Às vésperas do Golpe de 1964, CIA realizou relatório afirmando que o então presidente João Goulart estava “ou fora da realidade ou pouco informado”
Um relatório elaborado pela CIA às vésperas do golpe de 1964 afirmou que João Goulart, então presidente brasileiro, estaria “vivendo num mundo da fantasia”. O documento faz parte de uma série de arquivos secretos da agência corroboram o monitoramento e a interferência dos Estados Unidos na América Latina durante a década de 1960.
Ao todo, a Casa Branca divulgou 2.343 documentos confidenciais, somando 77 mil páginas, agora digitalizadas e disponíveis no dossiê do Arquivo Nacional dos EUA dedicado ao ex-presidente John F. Kennedy.
O acervo inclui relatórios sigilosos de diversos órgãos, como a própria CIA, e aborda temas centrais da Guerra Fria, período marcado pela rivalidade entre o bloco capitalista, liderado pelos EUA, e o comunista, sob influência da União Soviética e de Cuba. Entre os registros, há detalhes das relações entre Cuba e outros países da América Latina após a Revolução Cubana de 1959 e a crise dos mísseis em 1962.
Um memorando da CIA de 27 de março de 1963, com mais de 40 páginas, revela que 19 brasileiros receberam treinamento de guerrilha em Cuba. De acordo com o portal UOL, o relatório, intitulado “Treinamento cubano de subversivos latino-americanos”, estimava que havia cerca de 2.000 militantes pró-Cuba atuando na América Latina naquele período.

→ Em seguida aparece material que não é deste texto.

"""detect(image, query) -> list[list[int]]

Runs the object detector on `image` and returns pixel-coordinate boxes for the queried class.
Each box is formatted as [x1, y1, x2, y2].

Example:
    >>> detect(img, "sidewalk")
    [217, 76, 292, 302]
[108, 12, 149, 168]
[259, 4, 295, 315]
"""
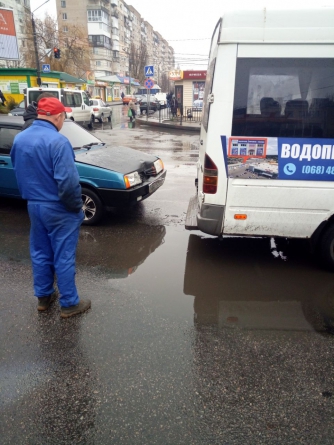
[136, 116, 201, 133]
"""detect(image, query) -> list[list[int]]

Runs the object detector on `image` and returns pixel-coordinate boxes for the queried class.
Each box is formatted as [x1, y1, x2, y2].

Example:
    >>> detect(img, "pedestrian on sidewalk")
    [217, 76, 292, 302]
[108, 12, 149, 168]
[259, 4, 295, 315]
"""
[128, 100, 137, 122]
[10, 97, 91, 318]
[170, 96, 179, 119]
[0, 90, 7, 105]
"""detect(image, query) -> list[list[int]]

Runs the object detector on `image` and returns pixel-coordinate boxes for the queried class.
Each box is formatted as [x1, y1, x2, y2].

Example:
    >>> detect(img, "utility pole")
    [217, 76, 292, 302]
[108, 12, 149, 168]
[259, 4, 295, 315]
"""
[31, 13, 42, 87]
[31, 0, 50, 87]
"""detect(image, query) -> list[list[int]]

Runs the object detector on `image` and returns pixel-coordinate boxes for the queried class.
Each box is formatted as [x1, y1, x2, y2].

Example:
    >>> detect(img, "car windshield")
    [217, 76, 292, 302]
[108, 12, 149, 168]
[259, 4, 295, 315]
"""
[60, 120, 102, 150]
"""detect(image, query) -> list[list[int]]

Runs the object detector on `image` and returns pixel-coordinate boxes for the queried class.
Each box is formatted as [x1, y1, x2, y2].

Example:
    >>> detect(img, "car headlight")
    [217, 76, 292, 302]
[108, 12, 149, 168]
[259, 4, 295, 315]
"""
[154, 159, 164, 174]
[124, 172, 143, 189]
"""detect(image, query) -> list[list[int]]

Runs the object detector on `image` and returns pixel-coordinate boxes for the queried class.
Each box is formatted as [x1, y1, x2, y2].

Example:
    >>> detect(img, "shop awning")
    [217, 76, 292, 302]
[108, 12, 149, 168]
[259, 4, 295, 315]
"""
[96, 75, 121, 83]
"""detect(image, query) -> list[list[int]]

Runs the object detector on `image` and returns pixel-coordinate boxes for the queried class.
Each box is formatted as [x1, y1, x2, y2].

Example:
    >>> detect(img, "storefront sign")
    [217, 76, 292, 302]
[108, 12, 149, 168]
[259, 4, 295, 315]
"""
[183, 71, 206, 80]
[168, 70, 183, 80]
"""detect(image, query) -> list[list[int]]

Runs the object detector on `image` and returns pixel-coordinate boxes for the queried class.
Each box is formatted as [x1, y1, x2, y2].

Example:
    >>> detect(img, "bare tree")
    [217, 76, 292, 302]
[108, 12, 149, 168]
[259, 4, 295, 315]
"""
[159, 73, 169, 93]
[22, 15, 91, 77]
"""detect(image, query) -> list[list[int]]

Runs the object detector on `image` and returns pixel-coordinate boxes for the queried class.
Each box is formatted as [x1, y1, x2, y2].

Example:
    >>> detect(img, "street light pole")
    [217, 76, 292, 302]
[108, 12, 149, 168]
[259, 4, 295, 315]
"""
[31, 0, 50, 87]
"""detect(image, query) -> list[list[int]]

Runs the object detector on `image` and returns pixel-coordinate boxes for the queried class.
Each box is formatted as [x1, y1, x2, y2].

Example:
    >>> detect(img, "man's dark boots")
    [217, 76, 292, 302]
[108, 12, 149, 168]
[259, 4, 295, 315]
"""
[60, 299, 91, 318]
[37, 292, 58, 311]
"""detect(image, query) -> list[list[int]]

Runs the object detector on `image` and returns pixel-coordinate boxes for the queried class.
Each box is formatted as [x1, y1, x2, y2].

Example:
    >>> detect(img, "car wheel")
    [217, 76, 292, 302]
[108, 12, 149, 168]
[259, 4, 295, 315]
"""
[87, 115, 95, 130]
[319, 224, 334, 272]
[81, 187, 104, 226]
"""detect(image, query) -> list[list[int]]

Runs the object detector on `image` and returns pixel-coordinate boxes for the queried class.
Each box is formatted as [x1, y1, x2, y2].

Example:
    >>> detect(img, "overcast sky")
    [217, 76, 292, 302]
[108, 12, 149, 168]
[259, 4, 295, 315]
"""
[30, 0, 334, 69]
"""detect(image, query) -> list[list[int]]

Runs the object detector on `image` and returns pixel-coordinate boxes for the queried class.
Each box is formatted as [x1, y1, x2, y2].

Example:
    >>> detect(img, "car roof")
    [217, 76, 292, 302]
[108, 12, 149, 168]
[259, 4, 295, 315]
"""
[0, 114, 72, 128]
[0, 114, 24, 128]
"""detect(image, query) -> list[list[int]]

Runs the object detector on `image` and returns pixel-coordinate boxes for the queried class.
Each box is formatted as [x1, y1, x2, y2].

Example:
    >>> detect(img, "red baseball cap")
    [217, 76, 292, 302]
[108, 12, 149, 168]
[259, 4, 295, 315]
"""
[37, 97, 65, 116]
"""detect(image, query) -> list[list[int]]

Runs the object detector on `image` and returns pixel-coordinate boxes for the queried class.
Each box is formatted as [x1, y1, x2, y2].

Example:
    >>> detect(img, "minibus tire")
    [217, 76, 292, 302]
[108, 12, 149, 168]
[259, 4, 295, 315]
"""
[320, 224, 334, 272]
[81, 187, 104, 226]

Segundo o documento, aproximadamente 400 brasileiros viajaram à ilha em 1962; entre eles, estavam os 19 treinados, incluindo Maurício Grabois, um dos fundadores do Partido Comunista Brasileiro, morto na Guerrilha do Araguaia em 1973.
Em outro informe, datado de 17 de abril de 1963, conselheiros do presidente Kennedy argumentavam que “um golpe militar a certo ponto seria preferível a permitir que um país tão grande e poderoso como o Brasil caísse nas mãos da oposição”. Menos de um ano depois, em 31 de março de 1964, os militares derrubaram João Goulart.
Um documento da CIA, datado de 26 de novembro de 1963, reforça a visão de que Jango estava “ou fora da realidade ou pouco informado”. O relatório alertava que “o maior perigo é que a oposição pode recorrer a um ato ilegal, dando a Goulart a desculpa para assumir o poder”. Embora tenha sido eleito em 1960 e assumido a presidência em 1961, Goulart foi acusado pelos conspiradores de planejar um autogolpe para instaurar o comunismo no país.
Os documentos revelados reforçam que a suposta “ameaça comunista” serviu como justificativa para golpes de Estado em diversos países da América Latina. Segundo Sidnei Munhoz, professor da Universidade Federal de Santa Catarina (UFSC) e coordenador do projeto Abrindo os Arquivos, o embaixador dos EUA no Brasil, Lincoln Gordon, teve papel decisivo ao apoiar a tese de que Goulart representava um risco iminente.
“O contato de Gordon com os oficiais de Washington que atuavam no Brasil e com setores conservadores das elites brasileiras o levaram cada vez mais a adotar a tese de que era necessário apoiar um golpe para depor Goulart -- e assim evitar que o Brasil se tornasse não uma "nova Cuba", mas uma "nova China", dadas suas dimensões territoriais e populacionais”, explicou o historiador.
Além disso, de acordo com o colunista do UOL Jamil Chade, a CIA utilizou a mala diplomática brasileira para enviar correspondências aos agentes americanos infiltrados na dissidência cubana em Havana.
O presidente Kennedy chegou a receber enviados do governo brasileiro, demonstrando interesse em entender o cenário político do país e influenciar suas decisões. Em abril de 1962, Jango e Kennedy se encontraram nos EUA, mas a relação entre os dois governos rapidamente se deteriorou.
Pouco antes de sua morte, Kennedy teria dado sinal verde para um golpe de Estado. Com a posse de Lyndon B. Johnson, o apoio dos EUA aos golpistas brasileiros foi mantido, culminando no golpe civil-militar de 1964 e na instalação de um regime ditatorial que duraria mais de duas décadas, concluiu Munhoz.